Seeing how much my children enjoyed that book inspired me to look for a collection of poems for us to read at home. After much research and reading of reviews I decided on 100 Best Poems for Children.
The poems were chosen by children and teachers from 135 schools across the country and Roger McGough – nicknamed “the patron saint of poetry” – put the anthology together. Children were asked to nominate their favourites in three categories – contemporary; more than 25 years old; and more than 100 years old. The result is a substantial collection you can dip in and out of and which will grow with a child from pre-school age to teenage and beyond.

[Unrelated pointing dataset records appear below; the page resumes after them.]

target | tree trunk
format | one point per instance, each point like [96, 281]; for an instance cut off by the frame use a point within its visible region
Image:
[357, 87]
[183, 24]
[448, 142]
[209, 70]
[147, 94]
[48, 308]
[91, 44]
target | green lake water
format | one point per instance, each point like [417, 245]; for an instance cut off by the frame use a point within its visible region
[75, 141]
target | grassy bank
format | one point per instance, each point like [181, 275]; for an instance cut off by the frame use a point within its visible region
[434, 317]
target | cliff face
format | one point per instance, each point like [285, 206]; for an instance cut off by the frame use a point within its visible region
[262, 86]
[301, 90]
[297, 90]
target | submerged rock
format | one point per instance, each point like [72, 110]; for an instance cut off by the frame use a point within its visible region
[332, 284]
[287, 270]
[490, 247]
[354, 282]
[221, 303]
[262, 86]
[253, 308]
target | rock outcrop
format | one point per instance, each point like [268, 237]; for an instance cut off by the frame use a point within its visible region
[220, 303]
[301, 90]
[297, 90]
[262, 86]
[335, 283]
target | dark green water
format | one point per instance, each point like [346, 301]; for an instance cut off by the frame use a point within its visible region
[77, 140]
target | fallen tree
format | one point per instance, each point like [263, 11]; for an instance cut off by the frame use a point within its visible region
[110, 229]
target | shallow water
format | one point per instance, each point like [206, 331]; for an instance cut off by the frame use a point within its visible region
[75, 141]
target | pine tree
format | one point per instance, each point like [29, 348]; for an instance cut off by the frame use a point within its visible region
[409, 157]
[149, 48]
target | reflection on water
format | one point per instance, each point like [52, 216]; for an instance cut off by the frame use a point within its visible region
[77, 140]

I love that the poems are printed alphabetically by author. There’s no sense of hierarchy or categorisation; just poems for poems’ sake. This means that the classics are juxtaposed with the lighter offerings, reminding us that all kinds of poems are accessible to us and we shouldn’t be put off by when it was written or because it’s deemed a literary great. There’s no snobbishness; we can like a seminal work of literature as much as we like a nonsense verse. Some are just four lines long; others four pages; and everything in between.
There are plenty of children’s classics – Edward Lear’s The Owl and the Pussy Cat; Lewis Carroll’s Jabberwocky; Macavity: The Mystery Cat from TS Eliot’s Old Possum’s Book of Practical Cats.

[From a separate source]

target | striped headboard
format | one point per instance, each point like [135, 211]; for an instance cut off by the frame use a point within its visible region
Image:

Some of the poems make us laugh – The Day I Fell Down The Toilet by Steve Turner; Homework! Oh, homework! By Jack Prelutsky; When Betty Eats Spaghetti by Colin West.
There’s also a number of poetry classics that aren’t particularly aimed at children – but which are such famous works of literature everyone should know them. Lt Col. John McCrae’s In Flanders Fields; William Wordsworth’s The Daffodils; a section from Samuel Taylor Coleridge’s The Rime of The Ancient Mariner; Witches’ Chant from Shakespeare’s Macbeth.

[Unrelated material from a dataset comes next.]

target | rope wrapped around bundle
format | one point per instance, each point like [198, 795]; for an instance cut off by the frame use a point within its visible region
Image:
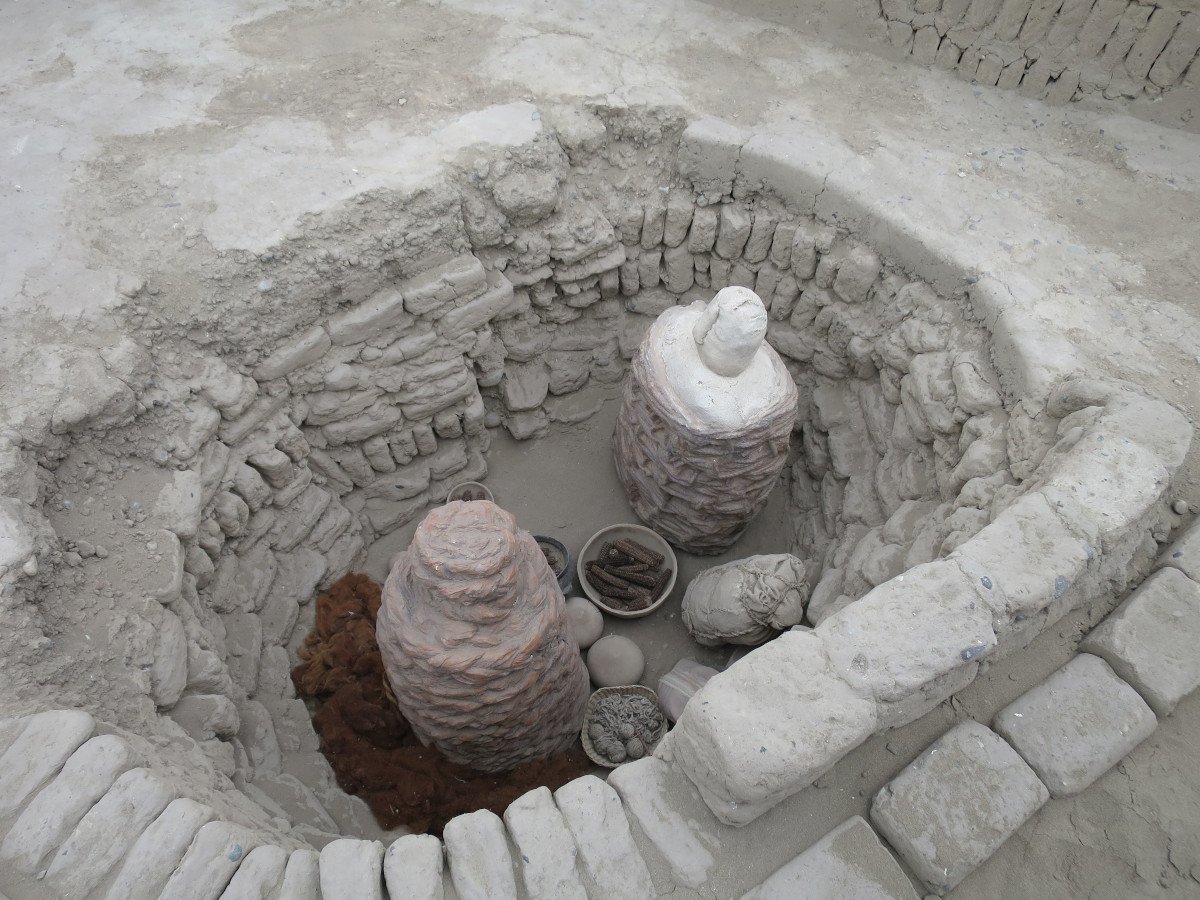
[696, 450]
[477, 643]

The pages themselves are white and crisp with lovely clear big type and plenty of space between the words. The illustrations by Sheila Moxley on every page help to bring the words to life.
This is such a lovely collection of verses bringing together the classics and the contemporary. It’s a real treasury of delights… and perhaps one day my children will be reading it with their own children too.
100 Best Poems for Children. Chosen by children. Edited by Roger McGough. Illustrated by Sheila Moxley. Published by Puffin. RRP £12.99.